Azure DevOps Pipelines for data: CI/CD of notebooks and ADF pipelines

João Barros 01 de September de 2025 1 min read

Azure DevOps Pipelines apply CI/CD practices to the world of data: every commit to a notebook, ADF pipeline or Power BI report goes through automatic validation before deploying to production.

CI Pipeline — validating Python/PySpark notebooks

trigger:
  - main
  - develop

pool: { vmImage: ubuntu-latest }

stages:
  - stage: CI
    jobs:
      - job: ValidateNotebooks
        steps:
          - task: UsePythonVersion@0
            inputs: { versionSpec: "3.11" }

          - script: pip install pytest nbconvert flake8 pyspark
            displayName: Install dependencies

          - script: flake8 notebooks/ --max-line-length=120 --ignore=E501
            displayName: Lint PySpark

          - script: pytest tests/ -v --tb=short
            displayName: Unit tests

          - task: PublishTestResults@2
            inputs:
              testResultsFiles: "tests/results/*.xml"

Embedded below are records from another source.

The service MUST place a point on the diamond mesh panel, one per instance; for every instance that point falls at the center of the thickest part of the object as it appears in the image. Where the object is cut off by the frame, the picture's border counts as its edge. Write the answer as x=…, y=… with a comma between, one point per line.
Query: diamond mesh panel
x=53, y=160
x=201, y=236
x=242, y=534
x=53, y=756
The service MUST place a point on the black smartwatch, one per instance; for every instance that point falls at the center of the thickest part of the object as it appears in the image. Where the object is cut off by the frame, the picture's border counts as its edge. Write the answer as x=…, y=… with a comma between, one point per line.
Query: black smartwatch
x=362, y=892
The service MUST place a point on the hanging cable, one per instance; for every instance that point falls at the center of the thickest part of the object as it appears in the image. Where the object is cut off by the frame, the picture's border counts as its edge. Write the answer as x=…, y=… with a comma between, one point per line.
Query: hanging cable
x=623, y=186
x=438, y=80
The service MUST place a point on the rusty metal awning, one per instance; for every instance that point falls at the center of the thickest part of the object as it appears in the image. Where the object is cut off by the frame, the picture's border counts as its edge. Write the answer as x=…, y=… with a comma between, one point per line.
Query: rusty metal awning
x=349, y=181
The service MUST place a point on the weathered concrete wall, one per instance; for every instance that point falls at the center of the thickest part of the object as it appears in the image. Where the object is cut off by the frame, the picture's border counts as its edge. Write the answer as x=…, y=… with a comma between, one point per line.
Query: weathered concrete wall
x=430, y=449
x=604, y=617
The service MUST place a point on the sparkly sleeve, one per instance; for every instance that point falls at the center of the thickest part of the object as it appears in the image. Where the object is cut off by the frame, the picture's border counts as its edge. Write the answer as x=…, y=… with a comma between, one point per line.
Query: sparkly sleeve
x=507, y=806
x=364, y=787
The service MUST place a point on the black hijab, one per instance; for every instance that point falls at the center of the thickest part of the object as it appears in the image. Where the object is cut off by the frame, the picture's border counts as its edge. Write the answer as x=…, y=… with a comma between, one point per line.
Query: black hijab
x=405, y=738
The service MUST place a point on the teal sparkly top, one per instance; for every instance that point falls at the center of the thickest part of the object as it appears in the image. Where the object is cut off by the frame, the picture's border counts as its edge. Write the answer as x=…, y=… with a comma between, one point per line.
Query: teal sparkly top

CD Pipeline — deploying ADF ARM templates

stages:
  - stage: DeployADF_Test
    condition: and(succeeded(), eq(variables['Build.SourceBranch'], 'refs/heads/main'))
    jobs:
      - deployment: DeployADF
        environment: test
        strategy:
          runOnce:
            deploy:
              steps:
                - task: AzureResourceManagerTemplateDeployment@3
                  inputs:
                    azureResourceManagerConnection: 'AzureServiceConnection_Test'
                    resourceGroupName: 'rg-adf-test'
                    location: 'westeurope'
                    templateLocation: 'Linked artifact'
                    csmFile: '$(Pipeline.Workspace)/adf-arm/ARMTemplateForFactory.json'
                    overrideParameters: >
                      -factoryName adf-bconcepts-test
                      -KeyVault_properties_typeProperties_baseUrl https://kv-bconcepts-test.vault.azure.net/

Deploying Databricks notebooks

          - task: DatabricksDeployScripts@0
            inputs:
              authMethod: ServicePrincipal
              SpId:       $(DATABRICKS_SP_ID)
              SpSecret:   $(DATABRICKS_SP_SECRET)
              TenantId:   $(TENANT_ID)
              DatabricksUrl: https://adb-xxx.azuredatabricks.net
              LocalPath:  notebooks/
              RemotePath: /Shared/Production/

Conclusion

CI/CD for data reduces error-prone manual deploys and ensures that tested code reaches production. Start simple: lint + unit tests in CI, ARM template deploy in CD. Add manual approvals before the production stage.